Over the weekend, Turkey and the United Nations were working to salvage the agreement, even as Russia said any next steps could only be determined after a full investigation into an attack on its naval fleet. The two parties, alongside Ukraine, agreed to have vessels carrying food from Ukrainian ports sail on this past Monday, posing a challenge to Moscow and potentially dulling the impact of Russia’s withdrawal from the deal.
Crop futures aren’t likely to climb as dramatically as they did in March, partly because it’s already known that Ukraine will fall far short of its full output potential this year.
“Other producers have adjusted,” said David Laborde of the International Food Policy Research Institute in Washington. Still, grain prices could potentially rise between 5% and 10% in coming days as markets absorb the bad news,” he said.
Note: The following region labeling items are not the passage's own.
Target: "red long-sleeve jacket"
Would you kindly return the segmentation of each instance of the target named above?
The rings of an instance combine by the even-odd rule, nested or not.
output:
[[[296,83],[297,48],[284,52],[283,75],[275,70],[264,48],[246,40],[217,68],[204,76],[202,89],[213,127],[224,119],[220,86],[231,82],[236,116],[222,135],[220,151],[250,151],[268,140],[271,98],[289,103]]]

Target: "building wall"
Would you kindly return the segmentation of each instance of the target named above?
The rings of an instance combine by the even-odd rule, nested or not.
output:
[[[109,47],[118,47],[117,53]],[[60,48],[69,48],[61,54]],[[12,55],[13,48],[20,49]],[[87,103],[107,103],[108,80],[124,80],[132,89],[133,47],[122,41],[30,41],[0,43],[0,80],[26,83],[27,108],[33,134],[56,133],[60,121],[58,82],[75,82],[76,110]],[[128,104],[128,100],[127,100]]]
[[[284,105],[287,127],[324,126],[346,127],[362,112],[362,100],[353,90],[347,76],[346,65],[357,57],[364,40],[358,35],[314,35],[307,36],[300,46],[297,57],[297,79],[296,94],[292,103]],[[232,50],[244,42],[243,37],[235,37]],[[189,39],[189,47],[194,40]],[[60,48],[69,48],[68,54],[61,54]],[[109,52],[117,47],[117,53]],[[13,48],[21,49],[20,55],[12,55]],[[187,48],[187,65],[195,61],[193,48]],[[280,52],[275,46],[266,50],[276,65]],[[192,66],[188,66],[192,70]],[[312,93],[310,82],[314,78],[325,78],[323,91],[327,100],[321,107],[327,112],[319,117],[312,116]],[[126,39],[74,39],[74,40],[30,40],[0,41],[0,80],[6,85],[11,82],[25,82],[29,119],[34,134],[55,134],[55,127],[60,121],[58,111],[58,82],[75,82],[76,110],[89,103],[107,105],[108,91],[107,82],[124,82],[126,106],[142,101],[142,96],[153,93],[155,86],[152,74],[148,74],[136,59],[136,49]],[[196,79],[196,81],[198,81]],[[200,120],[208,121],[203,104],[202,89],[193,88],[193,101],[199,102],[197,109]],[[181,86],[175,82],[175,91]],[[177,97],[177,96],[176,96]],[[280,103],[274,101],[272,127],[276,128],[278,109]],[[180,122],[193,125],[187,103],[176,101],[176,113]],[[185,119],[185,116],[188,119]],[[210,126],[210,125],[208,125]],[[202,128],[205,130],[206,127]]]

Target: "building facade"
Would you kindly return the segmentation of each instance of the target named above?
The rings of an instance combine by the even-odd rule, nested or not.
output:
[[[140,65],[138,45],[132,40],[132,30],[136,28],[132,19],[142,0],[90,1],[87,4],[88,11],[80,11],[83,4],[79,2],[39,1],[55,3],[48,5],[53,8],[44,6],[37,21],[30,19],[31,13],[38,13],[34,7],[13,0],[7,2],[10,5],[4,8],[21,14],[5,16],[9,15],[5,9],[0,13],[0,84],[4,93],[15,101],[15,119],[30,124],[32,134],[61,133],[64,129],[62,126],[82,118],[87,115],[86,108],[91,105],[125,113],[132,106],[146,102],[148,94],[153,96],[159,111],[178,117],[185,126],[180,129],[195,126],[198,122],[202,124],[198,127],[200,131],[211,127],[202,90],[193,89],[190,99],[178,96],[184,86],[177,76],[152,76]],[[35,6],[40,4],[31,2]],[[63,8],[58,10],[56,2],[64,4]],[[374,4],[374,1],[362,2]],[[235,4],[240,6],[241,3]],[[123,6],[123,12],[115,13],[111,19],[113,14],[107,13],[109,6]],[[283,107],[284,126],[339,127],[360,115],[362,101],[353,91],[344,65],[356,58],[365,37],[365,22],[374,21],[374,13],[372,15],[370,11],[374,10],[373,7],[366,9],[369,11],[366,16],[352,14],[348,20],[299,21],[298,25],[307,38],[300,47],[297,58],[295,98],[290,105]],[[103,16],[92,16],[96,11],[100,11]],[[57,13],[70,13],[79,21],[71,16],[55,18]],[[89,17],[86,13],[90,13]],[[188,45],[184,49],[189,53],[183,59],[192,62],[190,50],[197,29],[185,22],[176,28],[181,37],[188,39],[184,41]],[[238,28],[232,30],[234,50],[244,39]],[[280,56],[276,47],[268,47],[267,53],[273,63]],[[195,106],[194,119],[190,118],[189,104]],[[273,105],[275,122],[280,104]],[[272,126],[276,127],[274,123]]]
Typically, the world relies on the Black Sea region for more than a quarter of annual wheat and barley exports, about a fifth of corn cargoes and the bulk of sunflower oil shipments.
Along with a reduction of exports, the early termination of the Black Sea deal puts at risk a main export route of fertilizer relied on by farmers to grow ample crops. It also means farmers face a possible lack of storage space for wheat and corn with nowhere to go, according to Chris Trant, head of the US agriculture desk at HedgePoint Global Markets.
Another big risk is the prospect of farmers in Ukraine refusing to plant crops “they can’t hope to sell,” said Michael Magdovitz, senior analyst at Rabobank in London. “Short-term, I think you’re taking critical product off line, and world prices will remain very elevated,” he said.
EDITOR’S TAKE:
The early termination of the Black Sea deal puts at risk a main export route for grain and fertilizer. This development sheds even more light on the potential for food shortages in parts of Europe and Asia coupled with inflated prices for the food that is available. If this situation continues, it will certainly elevate prices for wheat, corn and other commodities here in the U.S. Although this will provide a signal for increased output at home, availability of fertilizer and available cropland to make the adjustments will be critical. It is truly unfortunate that so many innocent people globally are being impacted by what seems to be a power grab by one politically motivated dictator.